99.8% for three years for Skyla and five years for Mirena

How to Use It

An intrauterine device (IUD) is a small T-shaped device that is inserted in the uterus by a doctor. Mirena and Skyla are hormonal IUDs that release progestin.

How to Get It

An IUD must be inserted by a health care provider.

Price*

The IUD, insertion and exam can cost anywhere from $200 to $1000.  Since this birth control method is effective for up to three or ten years, the cost may be similar to what a person would pay over the course of several years for a monthly hormonal birth control method.

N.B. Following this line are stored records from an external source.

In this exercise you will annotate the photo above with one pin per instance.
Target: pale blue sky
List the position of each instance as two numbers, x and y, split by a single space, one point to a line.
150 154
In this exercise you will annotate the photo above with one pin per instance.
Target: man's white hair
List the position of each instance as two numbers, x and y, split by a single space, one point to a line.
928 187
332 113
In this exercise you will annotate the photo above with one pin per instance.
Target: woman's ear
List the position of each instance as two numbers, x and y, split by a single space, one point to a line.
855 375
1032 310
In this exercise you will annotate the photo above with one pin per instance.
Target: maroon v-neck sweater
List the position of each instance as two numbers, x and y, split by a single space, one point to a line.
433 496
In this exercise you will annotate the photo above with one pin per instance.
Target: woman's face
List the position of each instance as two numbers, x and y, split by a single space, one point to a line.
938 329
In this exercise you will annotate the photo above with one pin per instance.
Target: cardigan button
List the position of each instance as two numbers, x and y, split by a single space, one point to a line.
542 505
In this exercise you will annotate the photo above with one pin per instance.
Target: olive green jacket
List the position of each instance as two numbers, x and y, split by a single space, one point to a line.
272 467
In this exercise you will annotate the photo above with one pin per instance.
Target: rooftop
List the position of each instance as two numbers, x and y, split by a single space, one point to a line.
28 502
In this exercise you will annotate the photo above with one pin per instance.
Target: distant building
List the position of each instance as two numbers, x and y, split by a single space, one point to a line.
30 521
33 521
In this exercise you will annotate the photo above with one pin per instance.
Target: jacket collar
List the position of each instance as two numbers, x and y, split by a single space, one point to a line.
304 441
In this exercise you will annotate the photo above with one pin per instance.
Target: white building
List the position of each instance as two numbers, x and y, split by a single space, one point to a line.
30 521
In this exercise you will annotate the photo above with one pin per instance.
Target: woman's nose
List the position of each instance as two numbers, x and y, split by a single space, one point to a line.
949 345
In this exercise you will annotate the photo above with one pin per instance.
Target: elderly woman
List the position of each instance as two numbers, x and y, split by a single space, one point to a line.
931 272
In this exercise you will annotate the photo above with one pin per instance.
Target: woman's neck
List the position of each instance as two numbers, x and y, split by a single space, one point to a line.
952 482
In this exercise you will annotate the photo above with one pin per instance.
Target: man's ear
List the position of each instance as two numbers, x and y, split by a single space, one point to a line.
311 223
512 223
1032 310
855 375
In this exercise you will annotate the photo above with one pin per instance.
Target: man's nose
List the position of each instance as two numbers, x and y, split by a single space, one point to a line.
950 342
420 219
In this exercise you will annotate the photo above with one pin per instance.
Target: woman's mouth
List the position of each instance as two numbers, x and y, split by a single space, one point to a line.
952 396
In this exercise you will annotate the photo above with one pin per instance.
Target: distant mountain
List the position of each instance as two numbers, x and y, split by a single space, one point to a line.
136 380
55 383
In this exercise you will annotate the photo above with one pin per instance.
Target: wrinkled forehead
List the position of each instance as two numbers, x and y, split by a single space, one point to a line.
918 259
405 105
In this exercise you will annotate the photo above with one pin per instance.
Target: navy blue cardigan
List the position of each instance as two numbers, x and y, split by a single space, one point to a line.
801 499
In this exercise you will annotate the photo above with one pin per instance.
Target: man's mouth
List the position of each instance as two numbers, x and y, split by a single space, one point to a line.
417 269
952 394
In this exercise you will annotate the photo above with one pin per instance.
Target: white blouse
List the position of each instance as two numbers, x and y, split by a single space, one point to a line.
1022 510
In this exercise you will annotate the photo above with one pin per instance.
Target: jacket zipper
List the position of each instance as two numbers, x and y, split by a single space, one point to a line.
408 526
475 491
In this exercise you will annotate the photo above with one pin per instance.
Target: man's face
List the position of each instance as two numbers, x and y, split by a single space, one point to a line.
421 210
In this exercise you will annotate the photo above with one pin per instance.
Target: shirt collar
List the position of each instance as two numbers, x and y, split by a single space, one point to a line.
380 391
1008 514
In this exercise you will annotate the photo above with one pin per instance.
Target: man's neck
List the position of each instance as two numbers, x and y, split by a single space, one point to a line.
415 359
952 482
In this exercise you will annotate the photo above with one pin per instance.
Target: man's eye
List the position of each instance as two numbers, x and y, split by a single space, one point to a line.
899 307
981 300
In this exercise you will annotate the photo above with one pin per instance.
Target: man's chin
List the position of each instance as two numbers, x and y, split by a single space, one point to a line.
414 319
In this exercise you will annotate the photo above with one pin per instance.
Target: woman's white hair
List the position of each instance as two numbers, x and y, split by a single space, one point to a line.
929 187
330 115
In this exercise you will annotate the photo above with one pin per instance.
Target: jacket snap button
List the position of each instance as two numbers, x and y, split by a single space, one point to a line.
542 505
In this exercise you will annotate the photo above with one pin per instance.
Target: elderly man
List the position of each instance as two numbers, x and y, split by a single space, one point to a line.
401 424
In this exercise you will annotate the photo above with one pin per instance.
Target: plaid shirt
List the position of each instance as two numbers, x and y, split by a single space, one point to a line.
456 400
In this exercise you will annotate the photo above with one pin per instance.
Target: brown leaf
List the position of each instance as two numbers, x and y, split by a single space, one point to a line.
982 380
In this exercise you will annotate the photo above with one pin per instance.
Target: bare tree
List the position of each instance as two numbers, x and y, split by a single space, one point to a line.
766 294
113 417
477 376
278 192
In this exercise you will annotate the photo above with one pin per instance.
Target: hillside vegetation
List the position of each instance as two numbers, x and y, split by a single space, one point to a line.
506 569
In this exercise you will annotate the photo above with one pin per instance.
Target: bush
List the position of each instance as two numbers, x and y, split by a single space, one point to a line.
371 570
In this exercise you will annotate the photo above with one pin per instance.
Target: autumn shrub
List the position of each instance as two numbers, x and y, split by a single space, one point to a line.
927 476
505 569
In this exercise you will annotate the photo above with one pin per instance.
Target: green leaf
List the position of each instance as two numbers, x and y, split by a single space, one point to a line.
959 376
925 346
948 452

Birth Control that’s Right for You

All of these hormonal birth control methods have very high effectiveness rates. While human error, such as forgetting to take the Pill one day, can make some of these birth control methods less effective, using a barrier method, such as a condom, is a great way to back up your birth control. Backing up your birth control helps prevent unplanned pregnancy and protects against sexually transmitted diseases, which hormonal birth control methods do not protect you from.

Taking all of this into consideration is important when choosing a birth control method. Although not all hormonal methods are talked about frequently, all of them are dependable, affordable and reversible options for most teens. Even so, figuring out which birth control method you actually want to use means deciding what factors are most important to you, whether it is the price of the birth control or effort required to use it. In the end, it’s a matter of what works best for you.

Birth Control & the Affordable Care Act

The Affordable Care Act requires that all health insurance providers cover FDA-approved hormonal birth control, when filled at a network drugstore, without charging the person who is insured a co-payment. Keep in mind that if you’re on your parents’ health insurance, their insurance will report what prescriptions have been covered.

In addition, for those methods and/or brands that are not covered by health insurance, many Planned Parenthood locations and local clinics allow women to pay for their birth control at a reduced rate.